When chemotherapy quit working in early spring 2024, there was no viable alternative. April’s short-term memory began failing, and then her long-term memory.

Because April’s health was deteriorating quickly, I returned home from the General Assembly in Indianapolis on July 11, a day early, and postponed a mission trip to Malawi scheduled for the last week of July. Meanwhile, April’s doctor said her time was short.

On the first evening, a Hospice worker came to their apartment, and April didn’t recognize any of us. I asked her if I could play a song for her, and she said yes. Thinking it might bring a flicker of remembrance, I played “Jesus Loves Me” on my phone. She listened, smiled, and said, “That’s nice.”

By Wednesday, July 24, April was non-communicative and barely taking in any nourishment. Three mornings later, I drove to Chattanooga alone because Sharon was not feeling well. As I drove, I prayed, “Lord, You have allowed me to minister to many different people in many different places. Please help me to minister to my family today.”

When I went into April’s bedroom, I was amazed when she looked at me and said, “Pray.”
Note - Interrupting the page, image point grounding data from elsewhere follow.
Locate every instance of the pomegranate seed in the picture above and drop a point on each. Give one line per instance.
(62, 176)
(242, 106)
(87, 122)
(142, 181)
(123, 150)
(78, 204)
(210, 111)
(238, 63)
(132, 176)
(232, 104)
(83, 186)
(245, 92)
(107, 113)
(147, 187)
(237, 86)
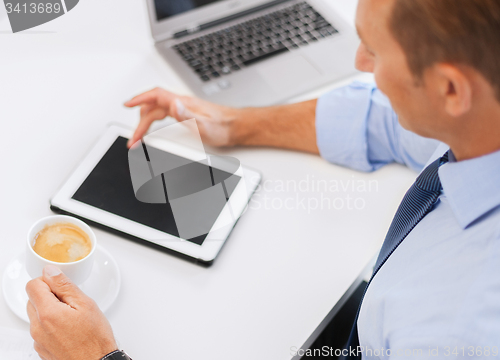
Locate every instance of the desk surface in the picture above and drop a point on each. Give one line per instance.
(309, 231)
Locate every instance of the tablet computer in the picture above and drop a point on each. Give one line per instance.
(163, 192)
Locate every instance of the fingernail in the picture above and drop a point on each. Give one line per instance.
(180, 107)
(51, 270)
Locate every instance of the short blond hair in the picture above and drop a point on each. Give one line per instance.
(452, 31)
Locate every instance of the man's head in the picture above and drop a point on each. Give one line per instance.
(438, 61)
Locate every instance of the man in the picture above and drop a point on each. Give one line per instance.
(436, 292)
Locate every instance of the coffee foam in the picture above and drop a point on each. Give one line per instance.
(62, 242)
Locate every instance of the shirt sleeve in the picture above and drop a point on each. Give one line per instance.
(356, 127)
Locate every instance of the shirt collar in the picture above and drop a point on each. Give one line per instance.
(472, 187)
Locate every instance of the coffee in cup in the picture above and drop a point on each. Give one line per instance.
(62, 242)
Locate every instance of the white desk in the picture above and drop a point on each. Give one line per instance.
(62, 83)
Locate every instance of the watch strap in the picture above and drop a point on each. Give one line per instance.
(117, 355)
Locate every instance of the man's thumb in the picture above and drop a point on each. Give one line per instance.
(61, 286)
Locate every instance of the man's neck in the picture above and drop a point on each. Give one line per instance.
(477, 135)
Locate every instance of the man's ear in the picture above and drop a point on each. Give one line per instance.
(455, 88)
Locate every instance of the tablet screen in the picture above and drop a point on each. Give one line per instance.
(109, 188)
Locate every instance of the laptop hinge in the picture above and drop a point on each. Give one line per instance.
(227, 18)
I responded, “Did you ask me to pray?”

She said, “Pray.”

I put my right hand on April’s arm and prayed, “Lord, April is in Your hands,” and pleaded for Him to take care of her. That evening, she slipped into a coma. Two days later, on July 29, she took her last breath on earth, leaving us with the hope found in 2 Corinthians 5:8: “to be absent from the body” is “to be present with the Lord.”

As I am writing this reflection three months after April’s passing, I better understand how to help people who are grieving.
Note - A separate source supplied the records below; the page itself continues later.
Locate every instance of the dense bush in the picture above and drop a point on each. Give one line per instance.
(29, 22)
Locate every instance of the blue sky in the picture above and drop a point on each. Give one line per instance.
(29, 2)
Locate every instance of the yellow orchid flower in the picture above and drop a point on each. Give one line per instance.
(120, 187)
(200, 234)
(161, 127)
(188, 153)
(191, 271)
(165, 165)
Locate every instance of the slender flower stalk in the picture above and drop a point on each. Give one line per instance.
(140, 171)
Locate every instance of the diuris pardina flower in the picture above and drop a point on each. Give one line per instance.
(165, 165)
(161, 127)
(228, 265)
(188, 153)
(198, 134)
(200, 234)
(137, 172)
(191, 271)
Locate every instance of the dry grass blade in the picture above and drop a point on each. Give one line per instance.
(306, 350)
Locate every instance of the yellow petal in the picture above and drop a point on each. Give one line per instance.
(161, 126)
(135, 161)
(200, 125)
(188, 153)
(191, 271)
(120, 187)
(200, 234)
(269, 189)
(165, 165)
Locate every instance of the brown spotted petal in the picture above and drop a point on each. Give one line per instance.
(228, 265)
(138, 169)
  1. Pray for God’s peace to prevail. As Philippians 4:6-7 says, the peace of God “exceeds anything we can understand” and can “guard [their] hearts and minds” amid great loss. In our saddest moments, the Lord has given Sharon and me the calm assurance that April is with Him.
  2. Every act of kindness matters. Every text message, card, phone call, gift, and visit has encouraged us. Sometimes people are concerned they will say or do the wrong thing, so they do nothing; but that’s the biggest mistake. Throughout these months, no one has said or done anything that was inappropriate. They have all been acts of love.
  3. Remember the children. In nearly five decades of working with kids, I have ministered to hundreds suffering from abandonment, abuse, divorce, and death. But now that I see how deeply our 10-year-old and 12-year-old granddaughters have been wounded by their mom’s passing, I better grasp how children are impacted by loss. Grieving children need our ongoing prayers, kind words, and loving actions.
  4. Loss hits individuals differently. Our son-in-law lost his wife; our youngest daughter lost her only sibling. Both need specialized acts of kindness.
  5. Continue to reach out. A couple of days ago, I received this text: “Just wanted to let you know that we’re thinking of you and praying for you.” On the same day, someone who was unable to attend April’s memorial service came up to me with tears in his eyes and expressed his concern. If the Holy Spirit brings to mind someone who has lost a loved one in recent months or even years, pray for them and express your love to them.
  6. Live 2 Corinthians 1:4: “God is our merciful Father and the source of all comfort. He comforts us in all our troubles so that we can comfort others. When they are troubled, we will be able to give them to the same comfort God has given us” (NLT).

 

Lance Colkmire is the editor of Evangel Magazine.